WINTER brothers w/ HERBERT 1728 PA
Chapter XVIII DELAWARE CO HISTORY
Crimes and Punishments. In April, 1728, a few Indians belonging to the Twetchtweys, a tribe without the borders of the province, made their appearance near the Warwick Iron Work, on French Creek, and, being well armed, created wide-spread alarm among the settlers. The air was filled with rumors of Indian outrages and murder. John and Walter Winter, two brothers, respectable farmers, it is thought under the apprehension of the savages, and believing that they were doing the State a service, fell upon a party of Indians at Cassea, when Walter Winter shot and killed an aged man named Toka Collie, who was friendly to the whites. John Winter, at the same time, shot one of the Indian women, and then ran and knocked out the brains of an old squaw, "Quilee," otherwise "Hannah." The Winter brothers, with Morgan Herbert, bore the corpses of the two Indian women from the road where they had fallen, and covered them with leaves. The two former men carried two Indian girls (one a cripple) before one of the county officers, demanding a reward for what they had done. Samuel Nutt, the iron-master at the forge, dispatched John Petty to the Governor with a letter informing him of the occurrence. The latter had warrants issued for the arrest of the men, and, on a "hue and cry," the two Winters, together with Morgan Herbert, their neighbor, were taken into custody and lodged in the jail at Chester, in all probability the old prison on Edgmont Street. John and Walter Winter were tried before David Lloyd, Richard Hill, and Jeremiah Langhorne, for the murder of the Indian woman, Quilee, June 19, 1728, and the jury found the defendants "Guilty of ye murder afd and must be hanged by the necks until they and each of them be dead.

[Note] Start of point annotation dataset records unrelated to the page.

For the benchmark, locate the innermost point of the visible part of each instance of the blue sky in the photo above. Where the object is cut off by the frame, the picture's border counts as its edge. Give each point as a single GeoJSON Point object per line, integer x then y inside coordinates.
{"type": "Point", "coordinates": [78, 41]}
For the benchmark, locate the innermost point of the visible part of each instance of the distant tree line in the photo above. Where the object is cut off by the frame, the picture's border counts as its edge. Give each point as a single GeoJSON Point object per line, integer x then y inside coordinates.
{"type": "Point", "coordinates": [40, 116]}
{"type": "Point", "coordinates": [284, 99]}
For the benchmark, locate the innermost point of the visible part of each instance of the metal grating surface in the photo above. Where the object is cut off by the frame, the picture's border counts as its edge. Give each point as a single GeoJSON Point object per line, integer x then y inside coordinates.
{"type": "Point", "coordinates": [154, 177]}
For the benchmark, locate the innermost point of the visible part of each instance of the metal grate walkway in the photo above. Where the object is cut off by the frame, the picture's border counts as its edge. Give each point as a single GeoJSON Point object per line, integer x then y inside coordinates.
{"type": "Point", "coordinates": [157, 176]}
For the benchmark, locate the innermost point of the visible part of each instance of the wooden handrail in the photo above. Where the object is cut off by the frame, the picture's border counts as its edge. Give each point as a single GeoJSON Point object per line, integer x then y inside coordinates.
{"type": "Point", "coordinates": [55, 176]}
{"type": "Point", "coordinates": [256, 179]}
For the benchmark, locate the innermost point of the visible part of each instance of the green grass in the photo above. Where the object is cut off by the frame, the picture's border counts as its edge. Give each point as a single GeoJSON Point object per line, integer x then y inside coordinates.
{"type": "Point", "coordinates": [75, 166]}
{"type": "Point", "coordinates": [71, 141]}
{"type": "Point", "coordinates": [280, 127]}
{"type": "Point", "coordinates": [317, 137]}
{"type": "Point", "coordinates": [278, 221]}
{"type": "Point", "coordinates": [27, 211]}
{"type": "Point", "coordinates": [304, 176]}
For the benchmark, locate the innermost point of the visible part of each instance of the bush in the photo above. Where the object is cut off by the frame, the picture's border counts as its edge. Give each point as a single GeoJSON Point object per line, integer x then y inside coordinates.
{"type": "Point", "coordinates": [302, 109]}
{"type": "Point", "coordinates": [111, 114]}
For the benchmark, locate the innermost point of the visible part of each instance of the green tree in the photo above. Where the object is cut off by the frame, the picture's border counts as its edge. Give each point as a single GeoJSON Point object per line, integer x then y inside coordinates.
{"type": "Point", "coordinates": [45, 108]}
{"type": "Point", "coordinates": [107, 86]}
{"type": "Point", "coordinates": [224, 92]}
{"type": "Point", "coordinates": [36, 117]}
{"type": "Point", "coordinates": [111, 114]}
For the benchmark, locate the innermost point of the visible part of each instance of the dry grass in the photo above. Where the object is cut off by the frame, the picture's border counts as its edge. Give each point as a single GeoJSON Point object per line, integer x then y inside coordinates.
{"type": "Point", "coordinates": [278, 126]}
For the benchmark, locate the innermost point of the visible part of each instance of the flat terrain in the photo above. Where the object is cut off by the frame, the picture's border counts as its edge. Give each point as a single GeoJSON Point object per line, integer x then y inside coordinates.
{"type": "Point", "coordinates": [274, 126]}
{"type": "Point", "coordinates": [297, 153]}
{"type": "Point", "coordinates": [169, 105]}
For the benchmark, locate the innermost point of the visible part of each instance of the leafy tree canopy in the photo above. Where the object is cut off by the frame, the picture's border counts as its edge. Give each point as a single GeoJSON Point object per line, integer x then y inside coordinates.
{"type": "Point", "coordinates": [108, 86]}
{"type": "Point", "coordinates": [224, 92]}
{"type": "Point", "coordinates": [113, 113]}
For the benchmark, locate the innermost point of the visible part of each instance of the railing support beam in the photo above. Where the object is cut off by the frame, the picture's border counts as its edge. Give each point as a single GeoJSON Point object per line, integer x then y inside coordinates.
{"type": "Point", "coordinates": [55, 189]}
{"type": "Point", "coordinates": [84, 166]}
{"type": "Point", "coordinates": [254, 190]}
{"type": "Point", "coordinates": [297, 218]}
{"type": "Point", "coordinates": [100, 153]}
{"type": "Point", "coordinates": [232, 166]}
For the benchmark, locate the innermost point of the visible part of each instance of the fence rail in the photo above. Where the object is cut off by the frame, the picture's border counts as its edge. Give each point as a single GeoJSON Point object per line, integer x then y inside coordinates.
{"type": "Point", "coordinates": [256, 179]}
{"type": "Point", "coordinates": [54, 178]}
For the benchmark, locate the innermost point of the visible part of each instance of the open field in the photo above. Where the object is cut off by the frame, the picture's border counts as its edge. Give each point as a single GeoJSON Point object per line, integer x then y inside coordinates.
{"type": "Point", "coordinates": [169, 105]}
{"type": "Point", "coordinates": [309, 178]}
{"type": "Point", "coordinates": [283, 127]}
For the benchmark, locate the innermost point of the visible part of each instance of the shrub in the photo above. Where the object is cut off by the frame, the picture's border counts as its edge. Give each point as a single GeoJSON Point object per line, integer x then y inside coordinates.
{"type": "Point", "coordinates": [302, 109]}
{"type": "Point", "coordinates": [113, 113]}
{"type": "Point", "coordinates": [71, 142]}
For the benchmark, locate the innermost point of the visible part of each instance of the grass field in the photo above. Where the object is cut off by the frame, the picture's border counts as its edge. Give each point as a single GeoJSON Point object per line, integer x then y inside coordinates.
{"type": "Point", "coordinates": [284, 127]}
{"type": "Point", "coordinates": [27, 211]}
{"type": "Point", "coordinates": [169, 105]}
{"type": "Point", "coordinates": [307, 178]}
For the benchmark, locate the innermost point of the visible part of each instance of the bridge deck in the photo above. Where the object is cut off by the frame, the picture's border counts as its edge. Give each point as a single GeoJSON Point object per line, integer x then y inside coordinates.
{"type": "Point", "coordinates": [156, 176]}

Governor Gordon issued the warrant, fixing Wednesday, July 3, 1728, as the date of the execution. Morgan Herbert was convicted at the same court as an accessory to the murder, but he was recommended in a petition numerously signed by citizens, as well as by the judges who tried the case, setting forth that "though in strictness of law Herbert's offence may be adjudged murder, yet it appeared to them that he was not active in perpetrating thereof, but unhappily fell into ye company of those that committed it." The Governor granted a reprieve to Herbert, who was finally pardoned. The Winters seem to have done the deed under the impression that the Indians were at war with the whites, "and they felt justified in killing any of the natives with whom they met." A reason which, considering the times in which they lived, takes from the act that wicked animus which constitutes morally the crime of murder.